Anxiety crept in her mind; did he finally find out? Did he know that she was the witness? The person who saw him murder the man in cold-blood? The person who he chased angrily in the night, only to miraculously escape his clutches? She was the one flaw in his otherwise flawless plan. A shiver ran down her spine as she remembered his face that moment; the twisted smile in the murky darkness, the ruby blood dripping from the blade. But she couldn't report it. She knew that he committed a crime; someone who deserved to be put being bars, to rot in prison for the rest of
his life. Yet, she felt sorry for him. Inexplicable sympathy. A repulsive compassion.
It disgusted her.
As the silence grew heavier, the rain falling harder, her trepidation increased too. His stare was downright unnerving, like he was reading her mind through the windows of her eyes. She cleared her throat, hoping it would evoke some kind of reaction. It didn't. She raised an eyebrow in confusion. No response, like he was more concerned about solving an invisible puzzle on her face.
"I'm going home now," she said, rubbing her arm to show the weather was inconvenient. He obviously didn't bother acknowledging her subtle hints. "I'll see you later."
But she didn't even get the opportunity to move. His arms locked around her waist firmly, eliciting a shocked gasp from her. Surprised eyes looked up to his calculating face, which inched forward dangerously. The safe gap was almost non-existent, and she loathed the way her heartbeat suddenly raced, and how her breath became shallow. She loathed that she was actually enjoying being surrounded by the same body that murdered an innocent human being. She loathed that she didn't try to move away and attempt to look away from the face of a ruthless killer.
And most of all, she loathed herself for lifting herself on her tiptoes, wrapping her arm around his neck and instigating the forbidden kiss he teased. The umbrella suddenly was irrelevant, falling on the ground as the rain now beat the embracing couple with cold droplets of water. She was cold, numb and lost in the rush of feverent emotions.

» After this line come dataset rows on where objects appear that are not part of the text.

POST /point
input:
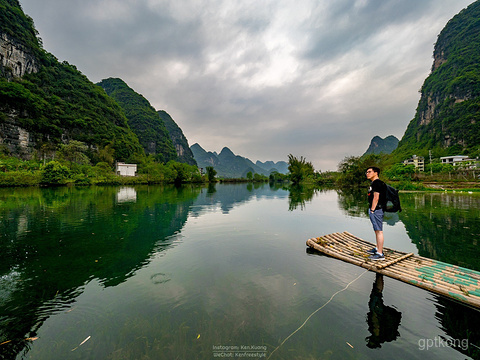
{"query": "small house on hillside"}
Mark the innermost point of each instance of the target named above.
(123, 169)
(453, 159)
(417, 161)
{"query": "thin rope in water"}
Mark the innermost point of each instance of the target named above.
(320, 308)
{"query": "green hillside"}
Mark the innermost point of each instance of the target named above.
(56, 102)
(447, 119)
(143, 119)
(179, 140)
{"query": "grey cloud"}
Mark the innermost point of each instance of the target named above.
(315, 78)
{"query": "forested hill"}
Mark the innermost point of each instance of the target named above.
(379, 145)
(179, 140)
(229, 165)
(143, 119)
(447, 118)
(44, 102)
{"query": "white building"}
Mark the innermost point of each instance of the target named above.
(123, 169)
(454, 160)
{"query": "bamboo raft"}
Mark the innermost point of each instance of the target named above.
(445, 279)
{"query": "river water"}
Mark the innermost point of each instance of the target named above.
(223, 272)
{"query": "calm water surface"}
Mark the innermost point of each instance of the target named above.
(223, 272)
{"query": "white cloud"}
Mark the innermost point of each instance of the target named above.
(315, 78)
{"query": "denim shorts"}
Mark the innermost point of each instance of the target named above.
(377, 219)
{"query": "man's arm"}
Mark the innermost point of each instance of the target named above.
(376, 197)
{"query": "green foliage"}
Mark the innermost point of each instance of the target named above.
(300, 169)
(352, 169)
(55, 173)
(142, 119)
(16, 24)
(178, 138)
(211, 173)
(400, 172)
(74, 152)
(275, 176)
(451, 94)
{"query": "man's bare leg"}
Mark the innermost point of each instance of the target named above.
(379, 239)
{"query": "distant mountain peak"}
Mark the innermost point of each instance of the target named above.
(379, 145)
(229, 165)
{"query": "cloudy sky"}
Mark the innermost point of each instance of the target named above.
(314, 78)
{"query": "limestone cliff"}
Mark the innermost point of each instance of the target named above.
(15, 59)
(447, 119)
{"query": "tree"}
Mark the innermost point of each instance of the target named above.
(352, 168)
(299, 169)
(74, 152)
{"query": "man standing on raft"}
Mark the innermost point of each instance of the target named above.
(377, 193)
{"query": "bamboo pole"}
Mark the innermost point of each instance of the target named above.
(416, 270)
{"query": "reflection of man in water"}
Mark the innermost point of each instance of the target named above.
(383, 321)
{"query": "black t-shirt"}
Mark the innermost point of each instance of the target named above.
(380, 187)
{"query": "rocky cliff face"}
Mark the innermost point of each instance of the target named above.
(179, 140)
(447, 119)
(379, 145)
(15, 59)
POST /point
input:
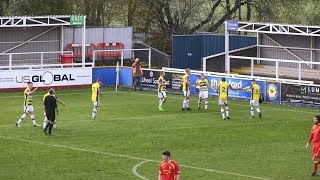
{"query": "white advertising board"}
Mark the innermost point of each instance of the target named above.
(45, 77)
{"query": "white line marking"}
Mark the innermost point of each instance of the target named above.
(277, 109)
(134, 170)
(144, 94)
(129, 157)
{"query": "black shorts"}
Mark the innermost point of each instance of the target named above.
(51, 116)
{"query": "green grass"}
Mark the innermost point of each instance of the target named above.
(130, 129)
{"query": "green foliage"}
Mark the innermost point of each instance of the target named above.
(129, 124)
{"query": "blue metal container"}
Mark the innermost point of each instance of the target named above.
(188, 50)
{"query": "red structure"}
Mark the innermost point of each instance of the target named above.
(76, 49)
(110, 46)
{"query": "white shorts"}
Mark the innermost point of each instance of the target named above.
(162, 94)
(28, 109)
(96, 103)
(203, 95)
(220, 103)
(254, 103)
(186, 93)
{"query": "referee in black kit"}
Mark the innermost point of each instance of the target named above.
(50, 105)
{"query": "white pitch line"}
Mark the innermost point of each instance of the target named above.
(277, 109)
(130, 157)
(135, 172)
(143, 94)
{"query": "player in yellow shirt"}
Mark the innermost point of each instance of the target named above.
(223, 89)
(95, 97)
(162, 95)
(203, 86)
(45, 120)
(186, 90)
(28, 107)
(255, 97)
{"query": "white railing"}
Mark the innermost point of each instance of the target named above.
(276, 61)
(290, 81)
(95, 53)
(36, 56)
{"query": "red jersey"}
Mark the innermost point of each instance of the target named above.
(315, 134)
(169, 171)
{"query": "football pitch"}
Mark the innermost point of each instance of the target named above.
(129, 134)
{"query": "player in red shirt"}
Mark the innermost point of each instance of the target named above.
(315, 137)
(169, 169)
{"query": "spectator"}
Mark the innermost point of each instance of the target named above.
(137, 74)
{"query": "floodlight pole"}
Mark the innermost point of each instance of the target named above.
(84, 42)
(226, 48)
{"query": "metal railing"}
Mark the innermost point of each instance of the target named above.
(290, 81)
(44, 66)
(95, 53)
(10, 58)
(276, 61)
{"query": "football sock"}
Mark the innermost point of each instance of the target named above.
(163, 101)
(47, 125)
(227, 111)
(21, 118)
(33, 120)
(199, 102)
(258, 109)
(45, 122)
(50, 128)
(222, 113)
(94, 112)
(54, 125)
(315, 167)
(252, 111)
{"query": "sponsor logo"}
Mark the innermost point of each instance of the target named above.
(311, 90)
(46, 78)
(272, 91)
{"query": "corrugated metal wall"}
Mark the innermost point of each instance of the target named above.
(188, 50)
(100, 35)
(289, 41)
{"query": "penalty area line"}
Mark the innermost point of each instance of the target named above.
(129, 157)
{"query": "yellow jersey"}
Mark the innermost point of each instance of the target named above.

It would only be mere months later she'd find out she was in love with a previously convicted criminal, a clinically diagnosed psychopath and a hired assassin. Her heart was snatched, manipulated and disillusioned by his boyish charms, protectiveness and caring gestures. It was left shattered into pieces she didn't know how to fix together properly.
"I don't feel sorry," he says quietly, looking down as a glass barrier separated them. Prison uniform didn't suit him, she decided absent-mindedly, but ironically they were the most fitting outfit for him. "But I know you deserve one."
A friendship forged by selfishness and romance distorted by deception; the apology was a rough translation of "you were gullible." Did his actions ever contain an inkling of sincerity? She didn't have the tears and energy to care about any more.